AwesomenessTV and fashion/beauty brands are coming together to make branded series for Gen Z. In the past, AwesomenessTV has worked with numerous brands to produce original content, including CoverGirl and Kohl’s. Now they’re planning a 24-part docu-series with Hollister called “This is Summer,” following teens’ high school journeys—while they’re clad in shoppable Hollister clothing of course. Our own Chief Content Officer explains that Ypulse has “found Gen Z to be fairly open to watching sponsored entertainment,” with 77% of 13-17-year-olds agreeing, "As long as the story is interesting, I don't mind that it is sponsored." (Glossy)

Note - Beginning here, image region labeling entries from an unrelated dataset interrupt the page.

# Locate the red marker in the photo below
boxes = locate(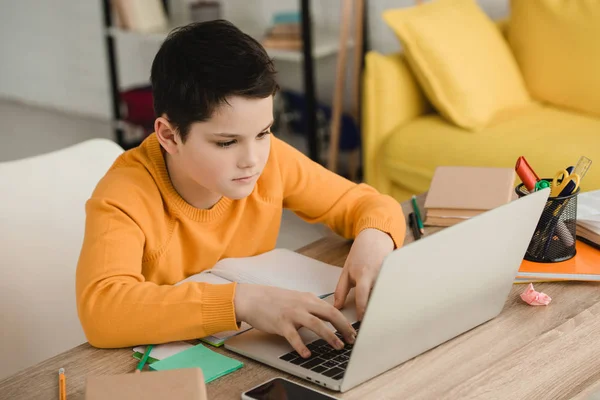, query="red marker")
[515,156,540,192]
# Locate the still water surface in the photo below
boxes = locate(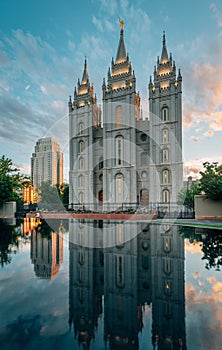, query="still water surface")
[0,219,222,350]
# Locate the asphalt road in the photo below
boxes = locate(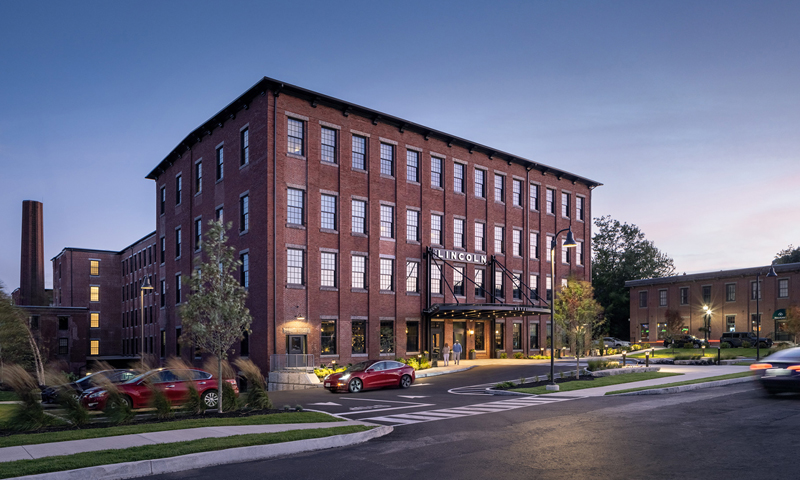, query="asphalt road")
[145,367,800,480]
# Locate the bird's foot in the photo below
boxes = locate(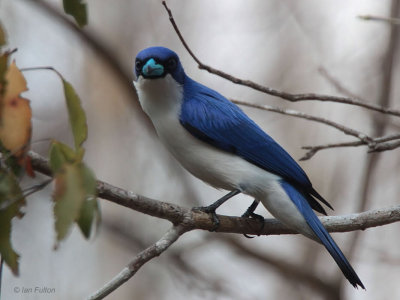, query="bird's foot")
[192,190,240,232]
[242,201,265,239]
[192,204,220,232]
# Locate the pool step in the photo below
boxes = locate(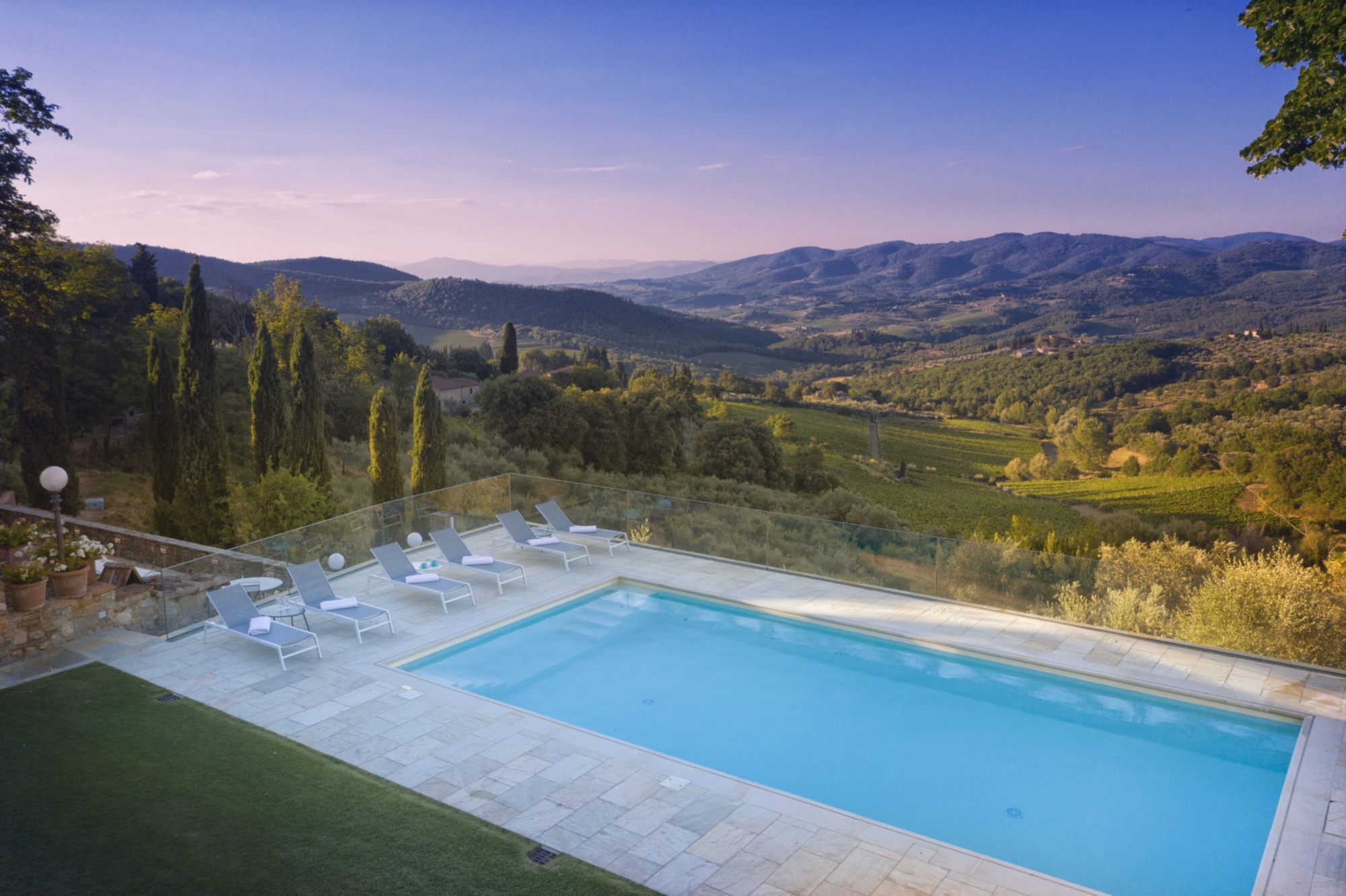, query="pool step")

Fullscreen agrees that Gen Z is the generation that’s most receptive to branded content. Their survey found over half of Gen Z doesn’t mind even undisclosed branded content, and significantly more Gen Z teens than Millennials have engaged with social branded content (viewing photos, liking and sharing content and tagging friends) in the past six months. Influencer marketing wins out with the group, with over half of teens preferring influencer content to pre-roll, sponsored posts, banners, and traditional TV commercials. The sweet spot for advertisers may be branded video, especially when influencers are involved. (TubefilterAdweek)

Graduation spending is expected to reach a record $5.6 billion for the Class of 2017. Over half of the graduation gifts given will be cash, followed by greeting cards, gift cards, apparel, and electronic devices. Another trend for the year is more and more peers giving each other gifts, with a 6% lift year over year. Younger consumers will spend an average of $78.42 ,compared to 45-54-year-olds’ $119.84 and 65-and-over’s $112.34, and while greeting cards are also most popular, they’re also almost twice as likely to gift clothing. (ConsumerAffairs)

Instagram has the “most negative impact on young people’s mental wellbeing,” followed by Snapchat, according to a recent study. The image-centric platforms could “driv[e] feelings of inadequacy and anxiety,” and were rated the most poorly for their impacts on sleep, FOMO, and body image. Out of the top five most popular social media platforms, YouTube was the only one that earned a positive score. The silver lining? Some argue the evaluation is “blaming the medium for the message,” and social media/online communities are also Gen Z and Millennials’ top resource for learning about “mindfulness, meditation, and wellness,” according to Ypulse data. (The Guardian)

Lego is being called the “most powerful brand in the world,” beating out Google, Visa, and Nike. Brand Finance’s latest valuation report shows Lego’s brand value increased 68% over last year, looking at metrics like “familiarity, loyalty, promotion, marketing investment, staff satisfaction and corporate reputation.” At least some of the lift can be attributed to the successful movie franchise (The Lego Movie and The Lego Batman Movie) and its strategic partnership with Star Wars.

(Business Insider)

“I kind of don't like the commercialization of fandom culture…However, creating licensed products is one way a brand could interact.”